Personal information
- Born: March 4, 1946 Pittsburgh, Pennsylvania, U.S.
- Died: January 28, 2018 (aged 71)
- Listed height: 6 ft 0 in (1.83 m)
- Listed weight: 215 lb (98 kg)

Career information
- High school: South Hills Catholic
- College: Boston University
- AFL draft: 1969: undrafted

Career history
- Miami Dolphins (1969–1970);
- Stats at Pro Football Reference

= Barry Pryor =

American football player (1946–2018)

Barry Lewis Pryor (March 4, 1946 – January 28, 2018) was an American professional football player who was a running back for the Miami Dolphins in the American Football League (AFL) and National Football League (NFL). He played college football and basketball for the Boston University Terriers.

==Early life==
Barry Lewis Pryor was born on March 4, 1946, in Pittsburgh, Pennsylvania. He played high school football at South Hills Catholic High School as a quarterback, earning All-City honors.

==College career==
Pryor enrolled at Boston University for the 1964 season but left the school before ever playing for the Terriers. By February 1965, he was delivering inter-office mail for a gas company. He enrolled at Ohio University to play for the Bobcats during the 1965 season. In 1966, Pryor transferred back to Boston University but had to sit out the 1966 season due to transfer rules. He played football for the Terriers from 1967 to 1968. He also played college basketball for Boston University during the 1967–68 season as a guard, averaging 4.3 points-per-game and 2.0 rebounds-per-game in 23 games.

==Professional career==
Pryor signed with the Miami Dolphins of the American Football League (AFL) in April 1969 after going undrafted. The eight plays he participated in during the preseason game on August 2 against the Minnesota Vikings were credited to Gary Tucker, who was not even on the team anymore. Pryor and Tucker had worn the same jersey number. On August 28, the Fort Lauderdale News said that Pryor was a "sure winner of the Obscurity Award" for surviving several rounds of roster cuts despite being a relatively unknown player. Pryor played in all 14 games for the Dolphins in 1969, mostly on special teams. He recorded four solo tackles, two assisted tackles, and two receptions for negative three yards.

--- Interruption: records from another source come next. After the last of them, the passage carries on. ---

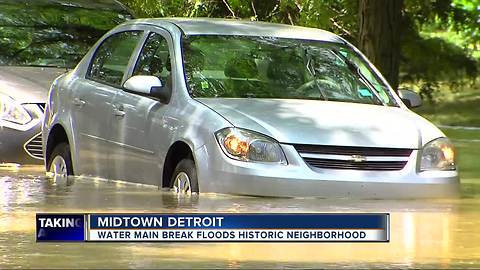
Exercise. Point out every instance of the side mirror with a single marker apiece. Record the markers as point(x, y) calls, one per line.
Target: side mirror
point(410, 98)
point(147, 85)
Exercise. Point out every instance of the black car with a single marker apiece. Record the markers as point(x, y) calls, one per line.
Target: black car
point(39, 40)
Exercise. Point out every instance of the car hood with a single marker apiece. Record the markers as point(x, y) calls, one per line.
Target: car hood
point(27, 84)
point(327, 122)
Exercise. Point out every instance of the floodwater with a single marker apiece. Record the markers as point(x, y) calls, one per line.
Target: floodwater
point(424, 233)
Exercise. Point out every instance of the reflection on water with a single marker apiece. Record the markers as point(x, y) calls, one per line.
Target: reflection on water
point(425, 233)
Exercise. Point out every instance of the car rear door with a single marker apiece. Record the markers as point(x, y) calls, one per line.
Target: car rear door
point(93, 101)
point(137, 126)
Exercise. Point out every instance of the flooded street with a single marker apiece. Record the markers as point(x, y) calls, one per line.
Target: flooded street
point(424, 233)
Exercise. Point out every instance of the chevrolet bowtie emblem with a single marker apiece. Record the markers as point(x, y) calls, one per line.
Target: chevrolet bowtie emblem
point(358, 158)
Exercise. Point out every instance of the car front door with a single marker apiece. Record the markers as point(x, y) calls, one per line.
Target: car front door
point(137, 127)
point(93, 101)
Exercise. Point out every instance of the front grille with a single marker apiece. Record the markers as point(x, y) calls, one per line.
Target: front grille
point(354, 158)
point(34, 147)
point(353, 150)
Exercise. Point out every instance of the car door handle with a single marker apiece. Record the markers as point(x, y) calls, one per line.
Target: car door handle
point(78, 102)
point(118, 111)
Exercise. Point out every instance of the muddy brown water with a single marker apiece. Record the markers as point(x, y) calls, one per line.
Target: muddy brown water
point(424, 233)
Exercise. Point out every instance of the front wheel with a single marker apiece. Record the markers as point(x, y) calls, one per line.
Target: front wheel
point(60, 162)
point(184, 179)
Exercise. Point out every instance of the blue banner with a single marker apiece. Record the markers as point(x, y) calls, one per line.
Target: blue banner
point(238, 221)
point(60, 227)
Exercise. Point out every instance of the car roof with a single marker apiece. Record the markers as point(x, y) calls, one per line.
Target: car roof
point(210, 26)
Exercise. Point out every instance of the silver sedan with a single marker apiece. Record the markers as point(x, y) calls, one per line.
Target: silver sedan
point(208, 105)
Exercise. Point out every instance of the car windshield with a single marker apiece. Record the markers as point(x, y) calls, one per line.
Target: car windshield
point(54, 33)
point(269, 67)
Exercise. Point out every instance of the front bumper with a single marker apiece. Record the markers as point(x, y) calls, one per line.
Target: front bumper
point(218, 173)
point(23, 146)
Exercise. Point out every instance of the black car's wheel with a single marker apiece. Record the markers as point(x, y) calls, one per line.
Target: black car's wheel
point(184, 179)
point(60, 162)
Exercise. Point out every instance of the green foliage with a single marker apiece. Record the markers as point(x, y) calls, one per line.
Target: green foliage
point(427, 60)
point(50, 33)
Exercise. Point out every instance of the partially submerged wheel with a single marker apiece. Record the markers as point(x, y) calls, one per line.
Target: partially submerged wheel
point(184, 179)
point(60, 162)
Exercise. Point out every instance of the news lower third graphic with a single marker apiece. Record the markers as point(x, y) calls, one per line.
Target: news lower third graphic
point(213, 227)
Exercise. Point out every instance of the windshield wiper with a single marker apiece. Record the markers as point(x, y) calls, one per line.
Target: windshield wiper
point(313, 73)
point(356, 70)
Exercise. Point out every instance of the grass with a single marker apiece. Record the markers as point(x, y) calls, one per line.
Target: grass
point(454, 109)
point(459, 109)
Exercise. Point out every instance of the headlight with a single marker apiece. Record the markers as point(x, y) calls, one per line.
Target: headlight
point(12, 111)
point(247, 145)
point(439, 155)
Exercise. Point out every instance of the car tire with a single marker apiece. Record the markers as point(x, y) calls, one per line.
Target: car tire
point(60, 162)
point(184, 179)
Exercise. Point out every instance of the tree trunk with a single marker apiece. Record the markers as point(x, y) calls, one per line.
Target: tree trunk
point(379, 35)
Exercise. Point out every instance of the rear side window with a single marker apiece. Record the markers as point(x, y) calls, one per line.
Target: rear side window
point(110, 61)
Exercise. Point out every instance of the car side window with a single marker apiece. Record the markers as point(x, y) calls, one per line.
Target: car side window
point(155, 59)
point(110, 61)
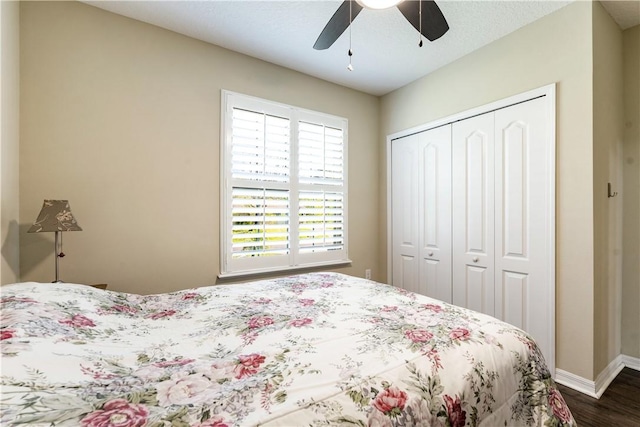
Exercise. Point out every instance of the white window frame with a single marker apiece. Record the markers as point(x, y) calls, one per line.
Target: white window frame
point(294, 260)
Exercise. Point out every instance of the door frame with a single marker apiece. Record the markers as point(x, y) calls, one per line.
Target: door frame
point(549, 94)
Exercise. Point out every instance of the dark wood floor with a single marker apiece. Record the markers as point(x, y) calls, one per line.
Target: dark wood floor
point(619, 405)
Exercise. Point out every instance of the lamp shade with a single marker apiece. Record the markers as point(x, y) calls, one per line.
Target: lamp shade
point(55, 215)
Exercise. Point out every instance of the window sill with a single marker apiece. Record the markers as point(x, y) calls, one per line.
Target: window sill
point(281, 269)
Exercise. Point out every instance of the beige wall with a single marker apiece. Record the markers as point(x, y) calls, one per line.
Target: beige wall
point(608, 115)
point(9, 140)
point(123, 119)
point(631, 195)
point(557, 48)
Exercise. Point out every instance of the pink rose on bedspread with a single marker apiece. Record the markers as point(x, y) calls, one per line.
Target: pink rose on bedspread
point(161, 314)
point(184, 389)
point(455, 413)
point(117, 412)
point(460, 334)
point(215, 421)
point(298, 323)
point(248, 365)
point(418, 335)
point(78, 321)
point(260, 322)
point(390, 401)
point(559, 406)
point(5, 334)
point(433, 307)
point(189, 295)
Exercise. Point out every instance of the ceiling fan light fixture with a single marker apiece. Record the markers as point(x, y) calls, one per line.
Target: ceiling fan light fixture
point(378, 4)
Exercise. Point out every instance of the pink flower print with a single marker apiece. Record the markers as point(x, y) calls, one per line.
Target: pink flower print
point(124, 309)
point(461, 334)
point(260, 322)
point(248, 365)
point(298, 287)
point(161, 314)
point(418, 335)
point(301, 322)
point(455, 413)
point(215, 421)
point(78, 321)
point(433, 307)
point(5, 334)
point(390, 401)
point(174, 362)
point(117, 412)
point(559, 406)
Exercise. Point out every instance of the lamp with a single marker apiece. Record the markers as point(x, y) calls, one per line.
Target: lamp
point(55, 216)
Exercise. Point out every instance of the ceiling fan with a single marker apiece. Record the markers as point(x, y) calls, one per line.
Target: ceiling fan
point(433, 25)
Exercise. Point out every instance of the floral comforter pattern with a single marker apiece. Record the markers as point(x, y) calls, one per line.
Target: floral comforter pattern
point(318, 349)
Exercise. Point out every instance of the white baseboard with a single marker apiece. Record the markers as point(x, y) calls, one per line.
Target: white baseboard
point(576, 382)
point(597, 388)
point(631, 362)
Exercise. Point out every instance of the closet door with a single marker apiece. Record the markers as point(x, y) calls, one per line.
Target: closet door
point(421, 211)
point(405, 211)
point(473, 213)
point(523, 210)
point(435, 214)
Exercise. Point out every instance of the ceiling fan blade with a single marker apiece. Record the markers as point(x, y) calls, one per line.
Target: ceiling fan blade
point(434, 25)
point(337, 24)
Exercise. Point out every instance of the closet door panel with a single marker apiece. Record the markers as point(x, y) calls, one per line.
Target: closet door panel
point(523, 208)
point(473, 213)
point(435, 213)
point(405, 157)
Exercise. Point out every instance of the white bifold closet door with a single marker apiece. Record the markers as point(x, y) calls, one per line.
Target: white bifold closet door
point(501, 209)
point(421, 210)
point(473, 213)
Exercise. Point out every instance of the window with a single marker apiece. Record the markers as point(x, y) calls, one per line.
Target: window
point(284, 192)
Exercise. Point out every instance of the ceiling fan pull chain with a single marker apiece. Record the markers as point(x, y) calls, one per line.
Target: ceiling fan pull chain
point(350, 67)
point(420, 30)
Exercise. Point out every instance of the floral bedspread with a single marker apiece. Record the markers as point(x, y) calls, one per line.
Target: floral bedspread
point(318, 349)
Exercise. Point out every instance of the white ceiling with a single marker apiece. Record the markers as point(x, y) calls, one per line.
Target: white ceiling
point(385, 48)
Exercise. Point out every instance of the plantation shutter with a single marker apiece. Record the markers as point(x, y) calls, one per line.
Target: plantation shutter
point(284, 198)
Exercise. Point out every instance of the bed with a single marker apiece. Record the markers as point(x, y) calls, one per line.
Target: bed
point(319, 349)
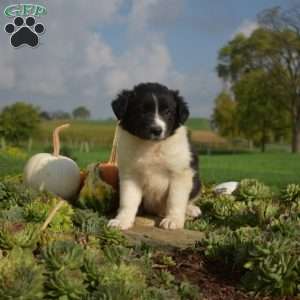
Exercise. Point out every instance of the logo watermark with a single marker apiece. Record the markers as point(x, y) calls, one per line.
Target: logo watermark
point(24, 29)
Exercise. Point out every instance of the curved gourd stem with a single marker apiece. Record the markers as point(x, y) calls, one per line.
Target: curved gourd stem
point(56, 141)
point(113, 154)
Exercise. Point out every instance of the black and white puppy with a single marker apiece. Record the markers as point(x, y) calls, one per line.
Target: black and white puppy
point(157, 166)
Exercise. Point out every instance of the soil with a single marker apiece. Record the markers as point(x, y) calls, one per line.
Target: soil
point(214, 282)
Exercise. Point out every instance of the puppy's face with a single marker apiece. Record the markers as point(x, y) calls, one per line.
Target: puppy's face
point(150, 111)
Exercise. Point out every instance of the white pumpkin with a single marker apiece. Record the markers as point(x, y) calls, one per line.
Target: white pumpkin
point(53, 172)
point(226, 188)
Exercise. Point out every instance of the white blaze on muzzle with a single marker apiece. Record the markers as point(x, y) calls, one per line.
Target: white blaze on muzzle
point(158, 121)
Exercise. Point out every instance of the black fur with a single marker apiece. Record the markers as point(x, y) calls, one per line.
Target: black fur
point(135, 109)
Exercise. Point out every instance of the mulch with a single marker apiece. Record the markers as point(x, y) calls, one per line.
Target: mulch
point(215, 282)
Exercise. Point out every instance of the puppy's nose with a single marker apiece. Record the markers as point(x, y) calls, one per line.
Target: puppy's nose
point(156, 130)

Pryor was cut by the Dolphins near the end of the 1970 preseason after being beat out by Hubert Ginn. Pryor was then signed to the Dolphins' taxi squad, where he emulated opponents during practices. In late November 1970, after Paul Warfield suffered an injury, Pryor was promoted to the active roster to contribute on special teams. He appeared in two games for Miami during the 1970 season and carried the ball twice for no yards. On September 7, 1971, Pryor was waived by the Dolphins.

==Personal life==
Pryor was later a professor at the Community College of Allegheny County. He died on January 28, 2018.